Within the many musical forms that Beethoven revolutionized, his achievement within the 32 piano sonatas represents something completely unique in his output. Generally split into three distinct periods, they exemplify the shift into early Romanticism, as Beethoven developed from the relative simplicity of the classical style in the first few sonatas, to the greater harmonic innovations and emotional complexity of the monumental final three sonatas of Op. 109, Op. 110, and Op. 111.

For any pianist, recording the 32 piano sonatas is akin to summiting a (crowded) musical Mt. Everest. Yet it is an Everest that demands maturity, patience, and vision, as much as youth and ambition. In recent years, the acclaimed American pianist Jonathan Biss has brought such a balanced approach to his recording of the complete cycle, a process that began in 2011, and will conclude in 2020 with the release of the full box set.
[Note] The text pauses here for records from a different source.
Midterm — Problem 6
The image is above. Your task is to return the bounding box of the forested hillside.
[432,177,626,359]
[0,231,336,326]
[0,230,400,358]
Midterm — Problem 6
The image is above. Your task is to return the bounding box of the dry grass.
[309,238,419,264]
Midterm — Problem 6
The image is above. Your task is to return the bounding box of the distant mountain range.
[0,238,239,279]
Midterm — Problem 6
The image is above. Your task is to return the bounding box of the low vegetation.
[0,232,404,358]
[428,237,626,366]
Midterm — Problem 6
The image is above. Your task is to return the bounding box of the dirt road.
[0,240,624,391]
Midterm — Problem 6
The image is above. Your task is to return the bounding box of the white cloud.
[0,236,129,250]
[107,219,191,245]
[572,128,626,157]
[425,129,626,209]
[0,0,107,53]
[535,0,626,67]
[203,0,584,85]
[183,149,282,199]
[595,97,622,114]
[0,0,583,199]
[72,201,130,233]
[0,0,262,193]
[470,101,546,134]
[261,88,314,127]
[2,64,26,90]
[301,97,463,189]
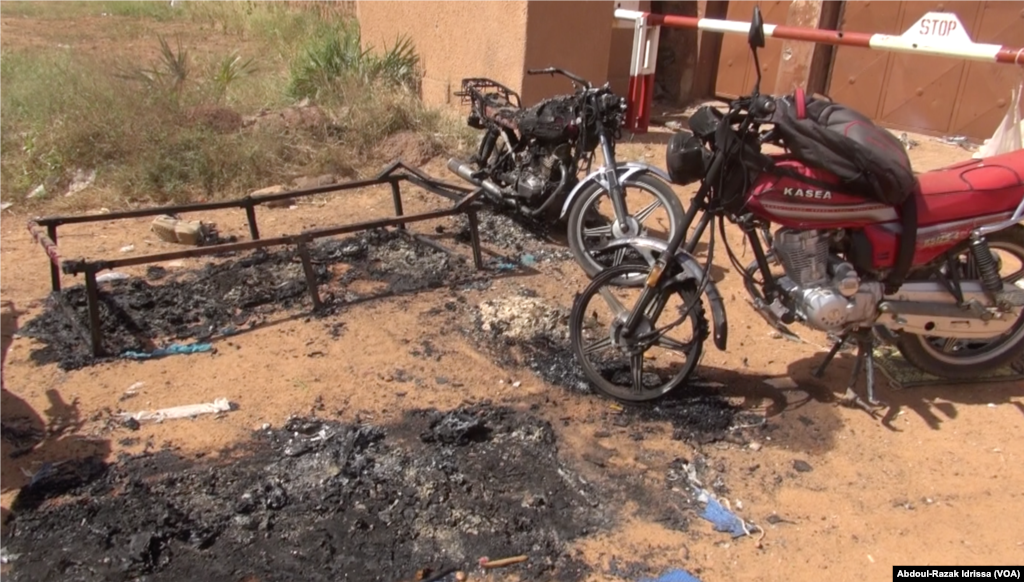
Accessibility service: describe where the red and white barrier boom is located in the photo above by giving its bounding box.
[615,7,1024,133]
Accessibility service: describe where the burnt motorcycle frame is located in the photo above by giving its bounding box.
[449,67,682,271]
[28,161,484,358]
[578,7,1024,415]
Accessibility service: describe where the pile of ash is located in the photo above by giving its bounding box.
[469,290,763,444]
[450,210,572,262]
[19,230,473,370]
[0,404,609,582]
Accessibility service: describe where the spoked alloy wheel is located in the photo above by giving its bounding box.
[896,225,1024,380]
[567,174,684,278]
[569,264,708,402]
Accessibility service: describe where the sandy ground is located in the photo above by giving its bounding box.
[0,5,1024,582]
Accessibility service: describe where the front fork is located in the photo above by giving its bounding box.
[600,131,626,230]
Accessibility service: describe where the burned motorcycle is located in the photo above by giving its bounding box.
[569,9,1024,414]
[449,68,683,277]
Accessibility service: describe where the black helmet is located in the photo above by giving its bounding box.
[665,129,712,185]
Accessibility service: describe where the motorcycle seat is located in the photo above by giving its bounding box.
[482,95,522,131]
[918,150,1024,227]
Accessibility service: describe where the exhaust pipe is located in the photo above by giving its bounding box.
[449,158,505,201]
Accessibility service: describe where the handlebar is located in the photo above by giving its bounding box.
[526,67,594,89]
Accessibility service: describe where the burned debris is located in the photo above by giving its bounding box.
[4,406,608,582]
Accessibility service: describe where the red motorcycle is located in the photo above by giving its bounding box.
[569,8,1024,414]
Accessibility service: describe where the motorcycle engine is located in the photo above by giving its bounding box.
[508,143,569,200]
[772,228,883,331]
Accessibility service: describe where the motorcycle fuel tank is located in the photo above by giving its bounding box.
[746,160,898,230]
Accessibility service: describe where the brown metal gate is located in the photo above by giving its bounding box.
[828,0,1024,138]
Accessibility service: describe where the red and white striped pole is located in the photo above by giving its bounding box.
[615,8,1024,133]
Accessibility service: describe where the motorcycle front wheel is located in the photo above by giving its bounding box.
[896,224,1024,380]
[566,174,685,279]
[569,264,709,402]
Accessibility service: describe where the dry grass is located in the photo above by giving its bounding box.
[0,0,466,210]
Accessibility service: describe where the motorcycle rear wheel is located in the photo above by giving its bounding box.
[566,174,685,279]
[896,224,1024,380]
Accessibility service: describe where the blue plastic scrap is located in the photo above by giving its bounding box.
[640,570,700,582]
[700,496,749,538]
[121,343,213,360]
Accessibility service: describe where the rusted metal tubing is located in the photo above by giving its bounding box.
[466,211,483,271]
[35,174,421,225]
[480,555,527,570]
[63,208,475,275]
[246,204,259,241]
[85,266,103,358]
[298,239,324,311]
[391,180,406,231]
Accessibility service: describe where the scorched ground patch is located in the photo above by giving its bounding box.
[3,405,610,582]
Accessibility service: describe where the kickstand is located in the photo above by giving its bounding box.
[811,332,850,378]
[839,330,886,417]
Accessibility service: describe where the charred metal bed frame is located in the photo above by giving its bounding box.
[29,161,483,358]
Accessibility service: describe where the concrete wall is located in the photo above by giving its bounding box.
[522,0,614,103]
[352,0,707,110]
[356,0,528,106]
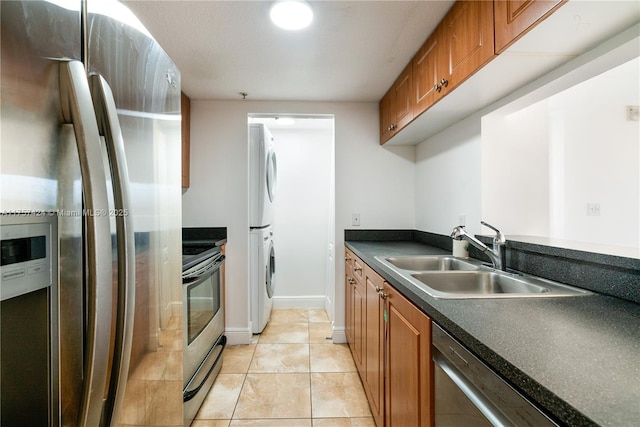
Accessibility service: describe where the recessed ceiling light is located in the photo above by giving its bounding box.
[269,0,313,30]
[276,117,296,126]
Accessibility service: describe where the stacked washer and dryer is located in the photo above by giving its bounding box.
[249,123,277,334]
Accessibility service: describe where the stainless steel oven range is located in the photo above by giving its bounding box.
[182,247,227,426]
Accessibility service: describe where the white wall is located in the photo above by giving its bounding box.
[415,115,482,235]
[182,100,415,344]
[482,59,640,248]
[481,101,551,236]
[271,125,333,307]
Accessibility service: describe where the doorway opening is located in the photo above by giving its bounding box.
[248,113,335,321]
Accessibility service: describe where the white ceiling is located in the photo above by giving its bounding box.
[123,0,453,102]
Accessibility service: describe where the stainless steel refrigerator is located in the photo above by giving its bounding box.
[0,0,183,426]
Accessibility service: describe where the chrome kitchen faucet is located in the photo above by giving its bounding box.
[451,221,507,270]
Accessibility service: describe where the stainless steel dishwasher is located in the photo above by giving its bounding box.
[432,323,557,427]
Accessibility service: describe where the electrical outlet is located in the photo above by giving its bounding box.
[587,203,600,216]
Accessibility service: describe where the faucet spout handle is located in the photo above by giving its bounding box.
[480,221,500,233]
[451,226,467,240]
[480,221,505,243]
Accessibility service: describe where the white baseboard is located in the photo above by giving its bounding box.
[224,325,253,345]
[331,326,347,344]
[273,295,327,308]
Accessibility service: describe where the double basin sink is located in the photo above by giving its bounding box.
[376,255,591,299]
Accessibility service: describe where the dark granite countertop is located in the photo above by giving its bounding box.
[345,241,640,426]
[182,227,227,247]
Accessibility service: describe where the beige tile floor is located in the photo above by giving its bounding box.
[192,309,375,427]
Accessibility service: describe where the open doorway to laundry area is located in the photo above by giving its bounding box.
[248,113,335,320]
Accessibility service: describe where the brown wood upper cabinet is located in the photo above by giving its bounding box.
[412,1,495,117]
[380,0,566,144]
[180,92,191,188]
[439,1,495,91]
[412,27,446,116]
[493,0,566,53]
[379,64,413,144]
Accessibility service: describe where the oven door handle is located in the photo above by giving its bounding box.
[182,255,225,281]
[182,335,227,402]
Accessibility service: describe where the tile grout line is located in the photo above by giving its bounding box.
[229,338,260,425]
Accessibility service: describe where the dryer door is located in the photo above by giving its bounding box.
[265,241,276,298]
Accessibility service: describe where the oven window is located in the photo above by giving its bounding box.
[187,274,220,344]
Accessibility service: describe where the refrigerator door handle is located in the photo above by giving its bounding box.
[89,75,136,425]
[59,61,113,426]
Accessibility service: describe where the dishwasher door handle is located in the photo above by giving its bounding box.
[432,347,514,427]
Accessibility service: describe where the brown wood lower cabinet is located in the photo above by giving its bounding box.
[345,249,434,427]
[362,265,386,426]
[384,286,434,427]
[344,249,365,372]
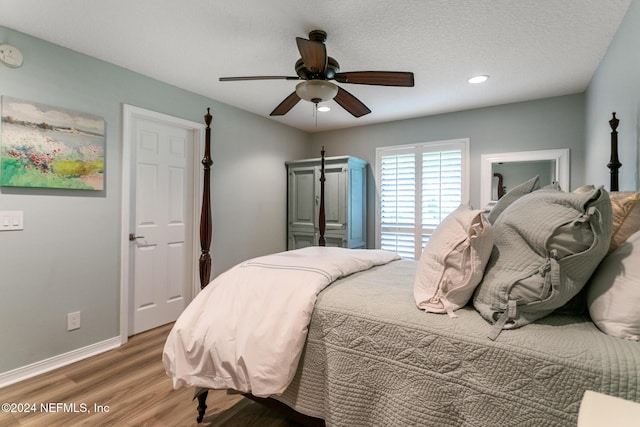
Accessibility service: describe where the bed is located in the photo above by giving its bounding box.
[163,113,640,427]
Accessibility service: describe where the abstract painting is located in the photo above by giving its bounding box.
[0,96,105,190]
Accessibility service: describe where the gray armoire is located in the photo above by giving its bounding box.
[286,156,367,250]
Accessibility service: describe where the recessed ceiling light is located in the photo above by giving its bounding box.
[467,75,489,84]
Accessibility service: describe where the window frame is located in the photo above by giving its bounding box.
[374,138,471,259]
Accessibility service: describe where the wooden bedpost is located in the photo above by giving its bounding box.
[318,146,327,246]
[200,108,213,290]
[607,113,622,191]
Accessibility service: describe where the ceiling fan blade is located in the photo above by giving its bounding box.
[296,37,327,74]
[269,91,300,116]
[334,71,414,87]
[219,76,300,82]
[333,87,371,117]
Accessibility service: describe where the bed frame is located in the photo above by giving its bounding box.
[190,108,622,427]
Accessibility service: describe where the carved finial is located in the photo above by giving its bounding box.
[609,112,620,131]
[204,108,213,127]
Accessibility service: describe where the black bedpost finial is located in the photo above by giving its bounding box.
[607,112,622,191]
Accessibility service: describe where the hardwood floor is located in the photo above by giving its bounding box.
[0,324,298,427]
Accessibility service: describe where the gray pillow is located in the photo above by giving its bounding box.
[487,175,540,224]
[473,187,612,339]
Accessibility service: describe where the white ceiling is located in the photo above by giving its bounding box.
[0,0,631,132]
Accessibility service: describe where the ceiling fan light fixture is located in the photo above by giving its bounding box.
[467,75,489,84]
[296,80,338,104]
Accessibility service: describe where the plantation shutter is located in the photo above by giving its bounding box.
[377,140,467,259]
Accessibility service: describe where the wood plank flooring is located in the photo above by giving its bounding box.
[0,324,299,427]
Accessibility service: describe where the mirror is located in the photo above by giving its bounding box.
[480,148,569,207]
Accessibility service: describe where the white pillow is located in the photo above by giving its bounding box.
[587,231,640,340]
[413,205,493,317]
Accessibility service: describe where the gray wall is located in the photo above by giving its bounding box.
[0,27,309,373]
[585,0,640,191]
[308,94,584,247]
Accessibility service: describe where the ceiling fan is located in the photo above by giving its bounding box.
[220,30,414,117]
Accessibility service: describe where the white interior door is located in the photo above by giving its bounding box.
[129,111,195,335]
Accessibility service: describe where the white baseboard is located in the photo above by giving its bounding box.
[0,336,121,388]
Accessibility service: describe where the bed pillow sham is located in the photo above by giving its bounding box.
[414,205,493,317]
[487,175,540,224]
[473,187,612,339]
[587,231,640,340]
[609,191,640,253]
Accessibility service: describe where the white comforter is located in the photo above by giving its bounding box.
[162,247,398,397]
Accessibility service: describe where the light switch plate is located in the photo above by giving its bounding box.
[0,211,24,231]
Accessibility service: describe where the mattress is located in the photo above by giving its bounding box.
[276,261,640,427]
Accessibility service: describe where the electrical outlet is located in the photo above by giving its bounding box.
[67,311,80,331]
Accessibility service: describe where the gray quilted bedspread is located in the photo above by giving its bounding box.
[278,261,640,427]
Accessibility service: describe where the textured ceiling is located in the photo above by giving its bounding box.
[0,0,631,132]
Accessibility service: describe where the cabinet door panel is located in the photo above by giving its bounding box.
[289,167,318,227]
[287,230,318,250]
[317,165,347,230]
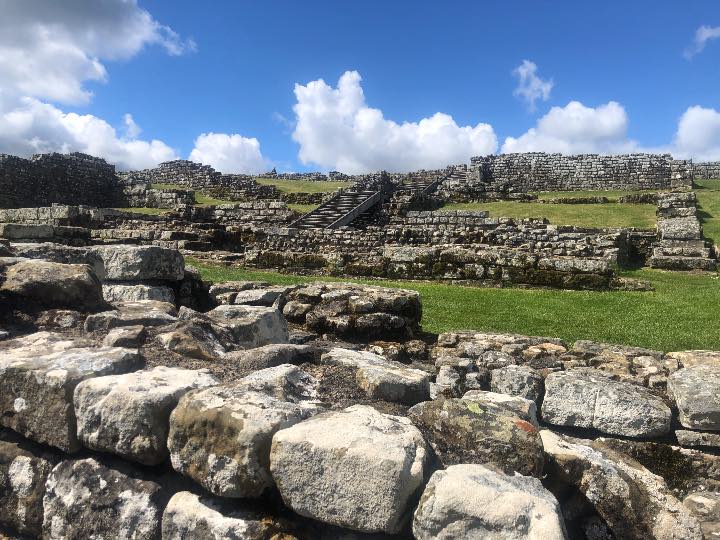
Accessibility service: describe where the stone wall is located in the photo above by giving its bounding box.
[120,159,279,200]
[0,153,123,208]
[245,211,654,289]
[693,161,720,180]
[439,152,693,200]
[122,184,195,208]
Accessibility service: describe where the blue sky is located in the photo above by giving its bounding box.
[0,0,720,172]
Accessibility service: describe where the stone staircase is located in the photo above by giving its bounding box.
[290,171,444,229]
[650,191,717,271]
[290,189,383,229]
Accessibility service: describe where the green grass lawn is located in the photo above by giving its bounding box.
[695,180,720,244]
[440,201,656,229]
[150,184,232,206]
[113,208,170,216]
[535,189,658,202]
[188,260,720,351]
[257,178,352,193]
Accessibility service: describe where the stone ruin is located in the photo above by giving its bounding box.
[0,240,720,540]
[0,149,716,296]
[0,147,720,540]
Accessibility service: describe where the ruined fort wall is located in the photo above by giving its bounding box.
[693,161,720,180]
[120,163,279,200]
[0,153,123,208]
[440,152,693,199]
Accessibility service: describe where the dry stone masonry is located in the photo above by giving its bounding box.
[440,152,693,200]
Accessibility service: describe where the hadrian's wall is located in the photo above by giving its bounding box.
[245,212,655,289]
[0,153,124,208]
[439,152,693,199]
[120,159,279,199]
[693,161,720,180]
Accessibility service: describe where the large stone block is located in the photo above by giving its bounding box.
[93,245,185,281]
[102,282,175,304]
[74,366,218,465]
[43,458,166,540]
[413,465,566,540]
[85,300,177,332]
[321,348,430,405]
[0,261,103,310]
[0,333,142,452]
[270,405,429,534]
[0,434,59,537]
[409,396,543,476]
[541,368,672,437]
[162,491,275,540]
[540,430,703,540]
[168,385,318,497]
[668,364,720,431]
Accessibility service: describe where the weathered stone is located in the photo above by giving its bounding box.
[103,325,147,348]
[462,390,539,427]
[270,405,428,533]
[162,491,275,540]
[35,309,87,330]
[93,245,185,281]
[0,339,142,452]
[225,343,319,371]
[284,283,422,339]
[74,366,218,465]
[236,364,318,404]
[157,319,226,360]
[232,286,295,306]
[490,366,543,403]
[168,385,318,497]
[541,368,672,437]
[683,491,720,540]
[665,351,720,368]
[409,399,543,476]
[0,436,58,537]
[668,364,720,431]
[540,430,702,540]
[413,465,566,540]
[188,306,289,349]
[85,300,177,332]
[0,261,103,309]
[675,429,720,448]
[102,282,175,304]
[320,348,430,405]
[208,281,270,304]
[43,458,165,540]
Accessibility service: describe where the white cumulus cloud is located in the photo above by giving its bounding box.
[672,105,720,161]
[0,97,177,169]
[292,71,497,173]
[513,60,555,112]
[0,0,195,103]
[685,25,720,60]
[0,0,195,169]
[502,101,636,154]
[189,133,269,174]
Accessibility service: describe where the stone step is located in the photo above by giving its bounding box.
[653,242,711,259]
[650,255,717,271]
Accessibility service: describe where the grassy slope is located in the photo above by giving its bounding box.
[695,180,720,244]
[535,189,657,202]
[257,178,350,193]
[190,261,720,351]
[441,201,655,229]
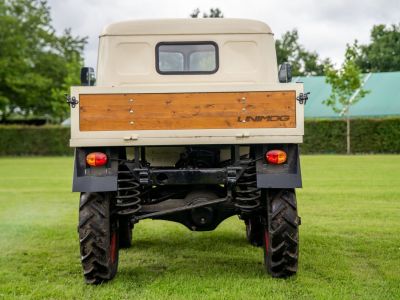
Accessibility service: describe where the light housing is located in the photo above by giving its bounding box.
[86,152,108,167]
[265,150,287,165]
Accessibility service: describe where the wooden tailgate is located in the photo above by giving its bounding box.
[79,91,296,131]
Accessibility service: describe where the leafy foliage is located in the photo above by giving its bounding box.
[275,29,332,76]
[356,24,400,73]
[0,0,86,120]
[190,7,224,18]
[323,43,369,116]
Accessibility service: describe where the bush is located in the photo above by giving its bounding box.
[0,118,400,156]
[0,125,73,156]
[301,118,400,153]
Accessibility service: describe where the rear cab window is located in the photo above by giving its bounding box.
[156,42,219,75]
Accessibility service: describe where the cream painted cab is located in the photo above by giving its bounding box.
[70,19,304,147]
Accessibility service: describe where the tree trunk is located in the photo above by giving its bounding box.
[346,110,351,154]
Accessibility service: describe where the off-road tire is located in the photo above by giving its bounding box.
[244,215,265,247]
[264,189,300,278]
[78,193,119,284]
[118,217,134,249]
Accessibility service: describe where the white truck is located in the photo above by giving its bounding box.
[67,19,307,284]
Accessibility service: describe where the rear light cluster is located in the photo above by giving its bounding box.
[265,150,287,165]
[86,152,108,167]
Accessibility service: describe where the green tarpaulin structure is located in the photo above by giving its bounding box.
[293,72,400,118]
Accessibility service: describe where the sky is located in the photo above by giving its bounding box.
[48,0,400,67]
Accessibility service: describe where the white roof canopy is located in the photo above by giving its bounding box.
[101,18,272,36]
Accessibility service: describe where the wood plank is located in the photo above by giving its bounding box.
[79,91,296,131]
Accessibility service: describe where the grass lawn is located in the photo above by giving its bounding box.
[0,155,400,299]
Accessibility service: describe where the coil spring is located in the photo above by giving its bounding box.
[116,171,142,216]
[235,161,261,212]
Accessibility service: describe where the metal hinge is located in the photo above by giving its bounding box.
[296,92,310,105]
[65,94,79,108]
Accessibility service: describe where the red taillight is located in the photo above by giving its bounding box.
[265,150,287,165]
[86,152,108,167]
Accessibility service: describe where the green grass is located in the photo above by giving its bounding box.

During Biss’s nine-year odyssey into recording the music of Beethoven, he has published an e-book about his experiences called Beethoven’s Shadow, and launched an online course exploring all 32 Piano Sonatas in collaboration with the Curtis Institute of Music. In the 2019/20 season, Biss performs full cycles of the sonatas worldwide, including performances at The Phillips Collection on November 3, December 1, and March 22 to explore sonatas from Beethoven’s middle and late periods respectively.